Outra questão levantada por Walkiria foi a importância da realização de concursos públicos para todas as carreiras, já que nos últimos anos houve uma redução de 29 mil servidores. Ela destacou que a falta de pessoal compromete a qualidade dos serviços públicos prestados à população.

Durante a audiência, os sindicalistas também criticaram a postura do governo em relação aos aposentados. A reforma previdenciária imposta pelo governo impôs a taxação para aposentados que recebem mais de três salários mínimos, penalizando-os ainda mais. Além disso, a não aplicação da Data-Base afeta diretamente essa parcela da população que não se beneficia das reestruturações de carreira.

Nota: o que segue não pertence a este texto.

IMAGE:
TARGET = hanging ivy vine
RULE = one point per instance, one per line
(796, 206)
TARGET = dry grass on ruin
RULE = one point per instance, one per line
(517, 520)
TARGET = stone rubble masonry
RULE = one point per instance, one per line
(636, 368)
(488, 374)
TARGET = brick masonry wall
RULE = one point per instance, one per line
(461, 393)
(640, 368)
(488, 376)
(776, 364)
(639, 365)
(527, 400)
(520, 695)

O economista Cid Cordeiro fez uma apresentação de dados demonstrando que a ampliação de isenções fiscais e o descompasso entre a previsão de receita subestimada e o excesso de arrecadação. Segundo ele, o governo possui 17 bilhões de reais parados em caixa, enquanto não investe na melhoria dos serviços públicos. A falta de planejamento orçamentário anual foi mencionada como um problema grave, pois os recursos só são liberados em outubro, prejudicando as políticas públicas.

A audiência pública demonstrou a unidade entre os sindicatos e a determinação em reivindicar melhores condições de trabalho e valorização dos servidores públicos. Os representantes sindicais ressaltaram que o governo deve destinar o dinheiro público para políticas públicas e não apenas acumulá-lo em caixa. A expectativa é que o debate sobre a Data-Base seja realizado na primeira quinzena de junho, como prometido pelo governo.

Durante a tarde, servidoras(es) acompanharam a sessão na Assembleia legislativa levando suas reivindicações a parlamentares que não estiveram no evento da manhã. Na próxima semana a coordenação do FES se reúne para avaliar a Audiência Pública e planejar os próximos passos da luta.